We can see that the entire suggestion section is now flooded with users with whom our only subscription is associated. It means that users get here in a very large number of ways, from advertising accounts to close friends of those you follow. But what about the list itself? There are 10 accounts on one page, and if you scroll further, a dozen more will appear. I wonder how long this list is? We begin to methodically go down, go through a few more loads and end up at the end of the list.

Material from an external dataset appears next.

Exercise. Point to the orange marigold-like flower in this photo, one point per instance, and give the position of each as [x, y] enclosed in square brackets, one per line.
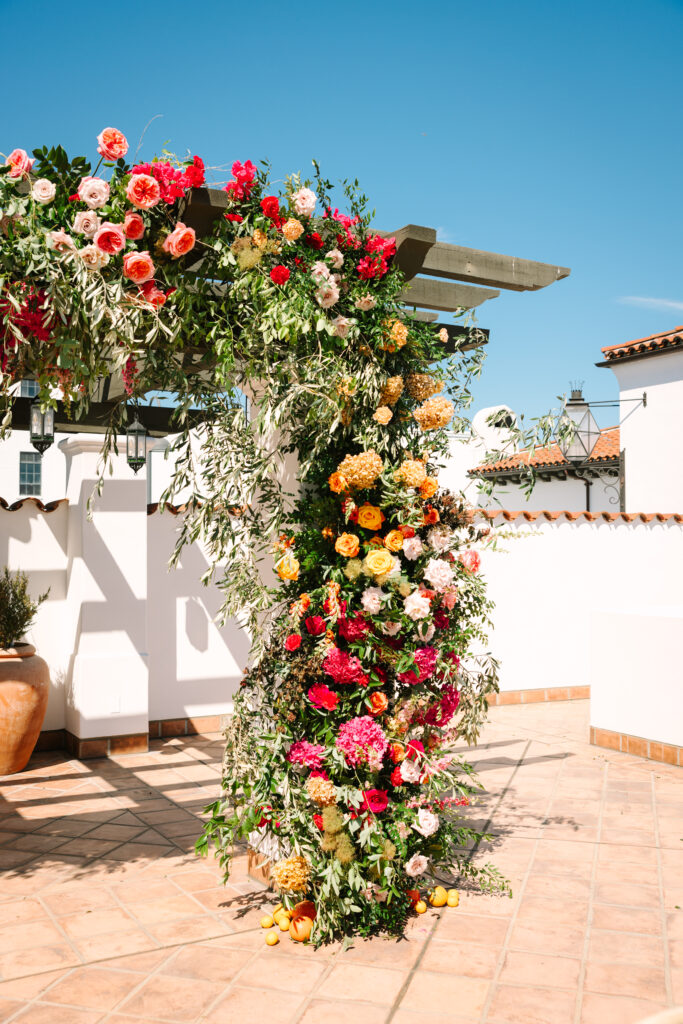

If you count all the users (and they are unique here, without repetition), then it comes out to exactly 100 people. In addition, the contents of the list are permanent. Maybe, of course, the order of users in this list will change, but not the content. This is your “bubble” that you will be in for a while unless you go crazy and start deleting everyone! Then the list may end and Instagram will be forced to make you a new one! After removing all:
After swiping and updating:
If you update your list too often, Instagram leaves you in a current “bubble”: you delete users, but they don’t disappear (after updating the list, they are back there). A measure to protect against constant deletions is, of course, not a bad thing. But we, too, are not born with the same skill, so “if you can’t beat the crowd, lead it”! Let's try to experiment a little: subscribe to everyone who was in the proposal. Subscribed to everyone:
The list was updated:
After updating the list with a swipe, we see a new one. Now we can safely unsubscribe from all those people - we no longer need them. This approach will allow you to get out of the “bubble” and find another account by number, if necessary.
All of the above clearly shows that it is still not difficult to get the owner’s account by phone number. Based on these developments, we at Postuf have implemented a simple service nuga[.]app to search for an Instagram account by its number to demonstrate one of the many potential sources of information for an OSINT engineer.
This service demonstrates only a small part of what can be obtained from open sources, and what is available to you here and right now, but which you may simply not be aware of.
Well, as for the social networks themselves: all these various services that collect our information, if they are some kind of “evil,” are still necessary. We are not opponents of progress, because the line between a simply useful feature and the arrogance that allows you to invade the personal space of a stranger is very blurred. This is exactly what is worth thinking about because we have delegated our powers over the disposal of personal space to them - the information giants (who also need profit, first of all, don’t forget). And now they decide at their discretion how and what to do with our personal information.
By the way, Instagram recently added a list of so-called “best friends”. It seems to be an interesting feature too. But for some reason, they didn’t make it possible to create any arbitrary user groups to effectively manage their publications in the feed and stories. They are interested in our best friends, our closest connections - the rest is not important. But why is that? After all, no one will be able to access this information...
... because they won’t be able to, right?